The gazebo at the Fort Ethan Allen parade grounds has been closed since the spring because of rotting wood. PHOTO | JASON STARR

The gazebo at the Fort Ethan Allen parade grounds has been closed since the spring because of rotting wood.
PHOTO | JASON STARR

The Fort Ethan Allen gazebo — also known as the parade grounds bandstand that was the presumed speaking podium for two U.S. presidents — is no longer fit for use.

The Town of Essex and Town of Colchester parks and recreation departments share responsibility for maintenance of the parade grounds, which straddle the town line. The gazebo happens to sit on the Essex side of the park, and Essex Parks and Recreation Director Ally Vile has been researching rehabilitation options.

Parks personnel roped off the gazebo in the spring when wood rot was determined to be too severe for safe use.

The Fort was a U.S. Army base from the 1860s until it was decommissioned in the 1940s and was home to dozens of soldiers and officers. According to Vile, presidents William McKinley and Theodore Roosevelt spoke at the parade grounds around the turn of the 20th century and the gazebo is the logical location where they would have delivered their speeches.

The gazebo was also where the fort’s band would set up for performances.

Residents of the Fort, including those in the condominiums of Officer’s Row and the St.

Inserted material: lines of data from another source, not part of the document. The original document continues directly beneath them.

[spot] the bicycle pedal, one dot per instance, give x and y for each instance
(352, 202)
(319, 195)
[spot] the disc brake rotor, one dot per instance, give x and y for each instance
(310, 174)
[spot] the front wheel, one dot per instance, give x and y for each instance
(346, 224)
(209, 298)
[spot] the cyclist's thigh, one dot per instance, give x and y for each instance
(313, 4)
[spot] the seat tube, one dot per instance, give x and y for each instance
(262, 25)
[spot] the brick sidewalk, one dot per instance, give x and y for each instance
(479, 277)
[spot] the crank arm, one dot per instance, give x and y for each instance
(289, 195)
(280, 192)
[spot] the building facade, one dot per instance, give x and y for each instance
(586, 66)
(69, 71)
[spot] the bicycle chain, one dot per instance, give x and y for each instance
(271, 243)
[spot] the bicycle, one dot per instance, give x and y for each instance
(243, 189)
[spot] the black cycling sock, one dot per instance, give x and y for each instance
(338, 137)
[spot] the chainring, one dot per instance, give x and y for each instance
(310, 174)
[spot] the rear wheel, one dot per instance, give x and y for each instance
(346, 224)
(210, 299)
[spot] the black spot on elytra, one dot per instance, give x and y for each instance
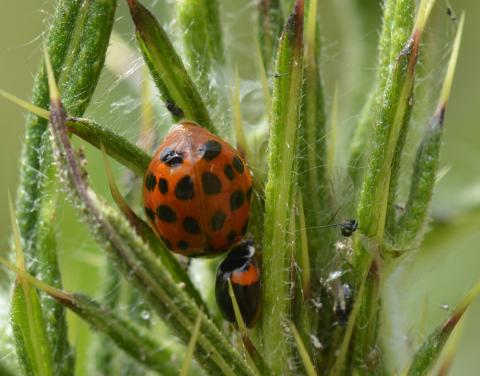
(218, 219)
(210, 150)
(163, 185)
(184, 188)
(166, 242)
(191, 226)
(171, 157)
(238, 164)
(150, 182)
(244, 228)
(150, 213)
(229, 173)
(236, 200)
(174, 109)
(211, 183)
(183, 245)
(166, 214)
(231, 236)
(249, 194)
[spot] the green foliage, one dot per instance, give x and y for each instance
(308, 324)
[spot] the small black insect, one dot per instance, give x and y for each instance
(348, 227)
(343, 303)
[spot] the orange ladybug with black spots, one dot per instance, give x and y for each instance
(197, 192)
(241, 268)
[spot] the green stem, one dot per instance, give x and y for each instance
(279, 190)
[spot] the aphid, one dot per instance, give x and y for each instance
(197, 192)
(242, 269)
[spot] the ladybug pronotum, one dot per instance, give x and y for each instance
(197, 192)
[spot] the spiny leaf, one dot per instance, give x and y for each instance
(279, 188)
(307, 362)
(412, 223)
(135, 341)
(29, 326)
(426, 356)
(191, 347)
(115, 145)
(177, 89)
(137, 262)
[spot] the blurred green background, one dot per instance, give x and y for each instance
(436, 277)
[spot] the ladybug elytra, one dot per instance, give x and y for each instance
(197, 192)
(241, 268)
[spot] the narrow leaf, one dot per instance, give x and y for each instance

Michael’s College and University of Vermont student apartments, use the gazebo as a shaded place to gain a higher vantage point on the 19-acre park. Neighborhood association board member Jon Hodgkin said Fort residents are disappointed the structure has not been maintained.

“This spring when we evaluated things, we noticed the steps are rotting and the boards on the floor aren’t stable enough to allow people to use it,” Vile said.

Ropes over the stairs are accompanied by signs that direct questions to the Essex Parks and Recreation Department at 878-1342.

Vile is seeking Vermont Commerce and Community Development grant funds to help with the rehabilitation. The rehabilitation could be an opportunity to add electricity to the gazebo, she said.

“We want to make it usable, safe and secure,” she said.